The radioactive and toxic by-products of the nuclear energy and nuclear weapons industries. Nuclear waste may have an active life of several thousand years. Reactor waste is of three types: high-level spent fuel, or the residue when nuclear fuel has been removed from a reactor and reprocessed; intermediate, which may be long-or short-lived; and low-level, but bulky, waste from reactors, which has only short-lived radioactivity. Disposal, by burial on land or at sea, has raised problems of safety, environmental pollution, and security.

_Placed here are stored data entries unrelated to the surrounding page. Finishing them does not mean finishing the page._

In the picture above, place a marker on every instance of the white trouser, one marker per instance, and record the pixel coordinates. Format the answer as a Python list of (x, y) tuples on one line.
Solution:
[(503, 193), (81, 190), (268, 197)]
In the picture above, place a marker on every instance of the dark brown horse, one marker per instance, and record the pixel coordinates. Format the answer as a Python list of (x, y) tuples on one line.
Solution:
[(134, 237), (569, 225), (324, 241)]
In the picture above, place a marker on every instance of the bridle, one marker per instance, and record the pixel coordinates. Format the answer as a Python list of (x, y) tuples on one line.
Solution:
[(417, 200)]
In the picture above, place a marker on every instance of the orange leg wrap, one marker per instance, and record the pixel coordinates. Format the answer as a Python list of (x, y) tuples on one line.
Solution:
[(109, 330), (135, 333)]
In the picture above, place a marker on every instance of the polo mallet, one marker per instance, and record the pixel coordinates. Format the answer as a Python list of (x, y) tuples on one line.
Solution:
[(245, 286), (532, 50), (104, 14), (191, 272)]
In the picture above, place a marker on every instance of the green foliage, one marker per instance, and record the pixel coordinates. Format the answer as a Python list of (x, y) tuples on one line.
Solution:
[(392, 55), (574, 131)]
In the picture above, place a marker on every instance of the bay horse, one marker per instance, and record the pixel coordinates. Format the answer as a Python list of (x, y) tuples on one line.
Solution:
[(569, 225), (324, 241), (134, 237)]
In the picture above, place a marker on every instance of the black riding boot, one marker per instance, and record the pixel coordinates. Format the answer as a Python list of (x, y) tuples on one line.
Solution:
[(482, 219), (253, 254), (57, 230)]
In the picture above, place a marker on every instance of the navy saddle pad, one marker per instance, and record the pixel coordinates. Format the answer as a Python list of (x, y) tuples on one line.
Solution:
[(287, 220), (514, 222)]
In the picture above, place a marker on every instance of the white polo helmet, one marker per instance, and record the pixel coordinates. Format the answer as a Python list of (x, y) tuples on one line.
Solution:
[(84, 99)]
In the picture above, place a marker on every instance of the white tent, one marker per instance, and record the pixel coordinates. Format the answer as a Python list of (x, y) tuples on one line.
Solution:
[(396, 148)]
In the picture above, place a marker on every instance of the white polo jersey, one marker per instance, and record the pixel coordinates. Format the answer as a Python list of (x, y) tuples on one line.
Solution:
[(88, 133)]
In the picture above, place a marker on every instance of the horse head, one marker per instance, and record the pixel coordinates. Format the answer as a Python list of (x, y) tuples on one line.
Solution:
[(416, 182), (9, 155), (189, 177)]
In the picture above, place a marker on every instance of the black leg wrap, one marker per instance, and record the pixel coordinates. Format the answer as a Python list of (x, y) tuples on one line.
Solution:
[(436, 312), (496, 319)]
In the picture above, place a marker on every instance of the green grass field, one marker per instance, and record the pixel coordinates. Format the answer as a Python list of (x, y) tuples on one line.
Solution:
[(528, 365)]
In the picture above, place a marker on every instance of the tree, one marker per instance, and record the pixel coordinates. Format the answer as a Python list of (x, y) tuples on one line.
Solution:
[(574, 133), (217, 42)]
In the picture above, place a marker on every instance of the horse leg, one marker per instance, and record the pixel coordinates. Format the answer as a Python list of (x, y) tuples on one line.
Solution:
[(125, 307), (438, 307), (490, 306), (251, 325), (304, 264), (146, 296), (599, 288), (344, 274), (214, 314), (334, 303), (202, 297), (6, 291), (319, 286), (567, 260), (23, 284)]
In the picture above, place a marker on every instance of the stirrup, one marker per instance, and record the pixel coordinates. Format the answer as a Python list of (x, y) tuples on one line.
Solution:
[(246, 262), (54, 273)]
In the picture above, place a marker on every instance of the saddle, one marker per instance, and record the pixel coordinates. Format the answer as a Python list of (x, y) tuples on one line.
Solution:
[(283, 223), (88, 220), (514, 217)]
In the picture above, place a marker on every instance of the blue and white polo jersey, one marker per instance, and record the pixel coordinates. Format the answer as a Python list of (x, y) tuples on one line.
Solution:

The issue of nuclear waste is becoming the central controversy threatening the future of generating electricity by nuclear energy. The dumping of nuclear waste at sea officially stopped in 1983, when a moratorium was agreed by the members of the London Dumping Convention (a United Nations body that controls disposal of wastes at sea). Covertly, the USSR continued dumping, and deposited thousands of tonnes of nuclear waste and numerous faulty reactors in the sea during 1964-86. Russia has no way of treating nuclear waste and in 1993 announced its intention of continuing to dump it in the sea, in violation of international conventions, until 1997.
Waste from a site where uranium is mined or milled may have an active life of several thousand years, and spent (irradiated) fuel is dangerous for tens of thousands of years. Sea disposal has occurred at many sites, for example 450 km/300 mi off Land's End, England, but there is no guarantee of the safety of this method of disposal, even for low-activity waste. There have been proposals to dispose of high-activity waste in old mines, granite formations, and specially constructed bunkers. The most promising proposed method is by vitrification into solid glass cylinders. About one-third of the fuel from nuclear reactors becomes spent each year. It is removed to a reprocessing plant where radioactive waste products are chemically separated from remaining uranium and plutonium.
In 1997 at the Oslo Paris Commission it was announced that the UK was to give up its right to dump nuclear waste at sea. The UK committed itself to accepting new targets for radioactive discharges.
A report by Britain's nuclear safety watchdog, the Nuclear Installations Inspectorate (NII), published in January 1999, estimated that more than half of Britain's stored radioactive waste (70,000 cu m/91,557 cu yd, spread over 22 sites) was in danger of leaking. The greatest problems were identified at Sellafield, Aldermaston Atomic Weapons establishment, and in eight magnox power stations across the country.